A recent study conducted by Revvity Omics assessed these two proactive newborn screening approaches for screening genetic risks.² The study revealed that when a group of seemingly healthy children underwent screening using WGS, 8.2 per cent of them were found to be at risk of developing pediatric-onset diseases. Among these, 3.9 per cent were at almost 100 per cent risk of developing identified disorders. In contrast, when the children underwent screening using an exome-based panel of 268 genes, only 2.1 per cent of them were found to be at risk of developing a pediatric-onset genetic condition – a significantly lower rate.

These conditions would thus have remained undetected if a more restricted gene panel had been employed. When compared to WGS, a gene panel that is limited in scope would have only identified approximately one-fifth of the high penetrance conditions, many of which are neurodevelopmental disorders that could benefit from early interventions. This highlights the likely advantages of using comprehensive sequencing methods like WGS – which offers a holistic view of an individual’s genetic makeup, thus potentially identifying novel mutations and rare conditions. While WES is more targeted, it may miss crucial information residing in non-coding regions.

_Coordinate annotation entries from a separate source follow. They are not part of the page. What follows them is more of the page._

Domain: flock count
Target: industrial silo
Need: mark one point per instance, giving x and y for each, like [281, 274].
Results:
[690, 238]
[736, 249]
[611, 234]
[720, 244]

We must also acknowledge that both genome and exome sequencing approaches do come with a set of challenges that are important to address. Data analysis complexity and interpretation of variants of uncertain significance are among them. These challenges may be particularly relevant to the Indian healthcare system, keeping in mind the country’s population diversity.

As our understanding of genomic sequencing and its implications in diagnostics evolves, it is important for us to continue to conduct studies that inform the development of screening programs and diagnostic tools. The adoption of these advanced diagnostic tools should go hand in hand with the collaboration between health authorities and the scientific community to ensure that real-world practices align with the latest findings in genomics and healthcare.